The pseudonym "Philo Vaihinger" has been abandoned. All posts have been and are written by me, Joseph Auclair.

Tuesday, July 19, 2016

This is Erdogan

So you honestly think a real and successful coup would have been a bad thing for Turkey, worse than this?

Erdogan targets more than 50,000 in purge after failed Turkish coup

So how does any of this remotely resemble republican legitimacy and the rule of law?

Whatever else he's doing, he's destroying the principal organization of quasi-Islamists forming a more moderate religious alternative to himself, his party, and his allies.

Turkey vowed to root out allies of the U.S.-based cleric it blames for an abortive coup last week, widening a purge of the army, police and judiciary on Tuesday to universities and schools, the intelligence agency and religious authorities.

Around 50,000 soldiers, police, judges, civil servants and teachers have been suspended or detained since the coup attempt, stirring tensions across the country of 80 million which borders Syria's chaos and is a Western ally against Islamic State.

"This parallel terrorist organisation will no longer be an effective pawn for any country," Prime Minister Binali Yildirim said, referring to what the government has long alleged is a state within a state controlled by followers of Fethullah Gulen.

"We will dig them up by their roots," he told parliament.

A spokesman for President Tayyip Erdogan said the government was preparing a formal request to the United States for the extradition of Gulen, who Turkey says orchestrated the failed military takeover on Friday in which at least 232 people were killed.

. . . .

Seventy-five-year-old Gulen, who lives in self-imposed exile in Pennsylvania but has a network of supporters within Turkey, has condemned the attempt and denied any role in it.

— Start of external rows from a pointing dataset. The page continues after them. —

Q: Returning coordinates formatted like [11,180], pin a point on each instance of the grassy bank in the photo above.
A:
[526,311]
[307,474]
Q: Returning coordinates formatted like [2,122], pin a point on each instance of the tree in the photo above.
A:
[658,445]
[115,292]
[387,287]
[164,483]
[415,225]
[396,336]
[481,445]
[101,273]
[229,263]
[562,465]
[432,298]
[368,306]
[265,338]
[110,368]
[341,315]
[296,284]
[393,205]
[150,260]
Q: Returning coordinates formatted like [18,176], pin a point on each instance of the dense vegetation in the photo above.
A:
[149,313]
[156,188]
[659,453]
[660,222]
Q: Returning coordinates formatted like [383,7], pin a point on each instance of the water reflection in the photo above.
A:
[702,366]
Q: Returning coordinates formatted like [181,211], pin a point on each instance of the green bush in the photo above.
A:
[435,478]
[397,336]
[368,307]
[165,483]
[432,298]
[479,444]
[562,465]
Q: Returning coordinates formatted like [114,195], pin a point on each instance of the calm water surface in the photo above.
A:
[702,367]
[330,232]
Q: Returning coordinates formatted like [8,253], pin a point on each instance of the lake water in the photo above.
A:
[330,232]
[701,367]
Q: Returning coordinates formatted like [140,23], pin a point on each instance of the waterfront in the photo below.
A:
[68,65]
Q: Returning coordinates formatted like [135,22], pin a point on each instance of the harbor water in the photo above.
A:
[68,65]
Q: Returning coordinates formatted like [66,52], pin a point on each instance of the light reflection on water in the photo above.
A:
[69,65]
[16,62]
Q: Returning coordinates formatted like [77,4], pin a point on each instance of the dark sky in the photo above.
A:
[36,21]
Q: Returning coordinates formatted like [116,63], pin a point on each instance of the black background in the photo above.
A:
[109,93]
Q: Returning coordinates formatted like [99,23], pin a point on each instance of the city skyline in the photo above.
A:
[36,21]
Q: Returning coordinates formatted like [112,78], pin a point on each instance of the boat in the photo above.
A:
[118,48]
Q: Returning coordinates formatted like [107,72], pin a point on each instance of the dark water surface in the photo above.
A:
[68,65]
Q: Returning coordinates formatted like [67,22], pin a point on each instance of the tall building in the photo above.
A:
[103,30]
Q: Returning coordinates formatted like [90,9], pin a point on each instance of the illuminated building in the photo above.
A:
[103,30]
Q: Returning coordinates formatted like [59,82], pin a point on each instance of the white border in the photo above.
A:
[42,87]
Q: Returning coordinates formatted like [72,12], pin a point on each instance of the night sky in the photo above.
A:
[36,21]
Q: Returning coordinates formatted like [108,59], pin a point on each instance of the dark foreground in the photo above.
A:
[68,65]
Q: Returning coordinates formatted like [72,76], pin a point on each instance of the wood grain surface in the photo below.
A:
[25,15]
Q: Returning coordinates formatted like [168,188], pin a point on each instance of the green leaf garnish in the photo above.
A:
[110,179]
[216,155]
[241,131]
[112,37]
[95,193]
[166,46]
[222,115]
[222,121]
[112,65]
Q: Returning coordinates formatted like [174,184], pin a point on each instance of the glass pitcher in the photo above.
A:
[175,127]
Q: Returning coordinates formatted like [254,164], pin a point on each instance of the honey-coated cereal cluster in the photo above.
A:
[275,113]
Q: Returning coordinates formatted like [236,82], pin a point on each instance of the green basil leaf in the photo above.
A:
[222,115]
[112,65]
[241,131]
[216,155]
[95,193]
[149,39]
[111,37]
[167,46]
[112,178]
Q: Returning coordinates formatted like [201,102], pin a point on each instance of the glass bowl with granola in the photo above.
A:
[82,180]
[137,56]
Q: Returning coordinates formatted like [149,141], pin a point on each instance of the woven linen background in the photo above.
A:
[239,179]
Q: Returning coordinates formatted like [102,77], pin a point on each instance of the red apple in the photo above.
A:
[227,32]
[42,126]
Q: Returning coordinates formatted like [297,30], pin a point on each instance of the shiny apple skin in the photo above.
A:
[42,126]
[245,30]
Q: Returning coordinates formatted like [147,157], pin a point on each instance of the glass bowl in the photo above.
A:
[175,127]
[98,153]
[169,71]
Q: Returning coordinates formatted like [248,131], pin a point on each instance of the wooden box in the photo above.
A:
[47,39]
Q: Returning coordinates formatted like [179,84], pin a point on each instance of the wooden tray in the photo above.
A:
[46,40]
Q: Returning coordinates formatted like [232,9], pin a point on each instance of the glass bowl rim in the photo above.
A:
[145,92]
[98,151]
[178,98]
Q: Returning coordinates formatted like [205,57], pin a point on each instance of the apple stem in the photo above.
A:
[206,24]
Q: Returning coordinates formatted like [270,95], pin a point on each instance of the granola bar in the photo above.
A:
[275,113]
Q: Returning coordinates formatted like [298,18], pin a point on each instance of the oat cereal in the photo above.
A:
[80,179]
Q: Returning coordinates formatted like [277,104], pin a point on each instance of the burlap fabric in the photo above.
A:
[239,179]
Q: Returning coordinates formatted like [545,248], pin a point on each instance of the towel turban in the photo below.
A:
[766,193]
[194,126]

A former ally-turned critic of Erdogan, he suggested the president staged it as an excuse for a crackdown after a steady accumulation of control during 14 years in power.

On Tuesday, authorities shut down media outlets deemed to be supportive of the cleric and said 15,000 people had been fired from the education ministry, 492 from the Religious Affairs Directorate, 257 from the prime minister's office and 100 intelligence officials.

The lira weakened to beyond 3 to the dollar after state broadcaster TRT said all university deans had been ordered to resign, recalling the sorts of broad purges seen in the wake of successful military coups of the past.

. . . .

Prime Minister Yildirim accused Washington, which has said it will consider Gulen's extradition only if clear evidence is provided, of double standards in its fight against terrorism.

Yildirim said the justice ministry had sent a dossier to U.S. authorities on Gulen, whose religious movement blends conservative Islamic values with a pro-Western outlook and who has a network of supporters within Turkey.

"We have more than enough evidence, more than you could ask for, on Gulen," Justice Minister Bekir Bozdag told reporters outside parliament. 

"There is no need to prove the coup attempt, all evidence shows that the coup attempt was organised on his will and orders."

White House spokesman Josh Earnest confirmed Ankara had filed materials in electronic form with the U.S. government, which officials were reviewing. 

Any extradition request from Turkey, once submitted, would be evaluated under the terms of a treaty between the two countries, he added.

Deputy Prime Minister Numan Kurtulmus told reporters that 9,322 people were under legal proceedings in relation to the attempted coup.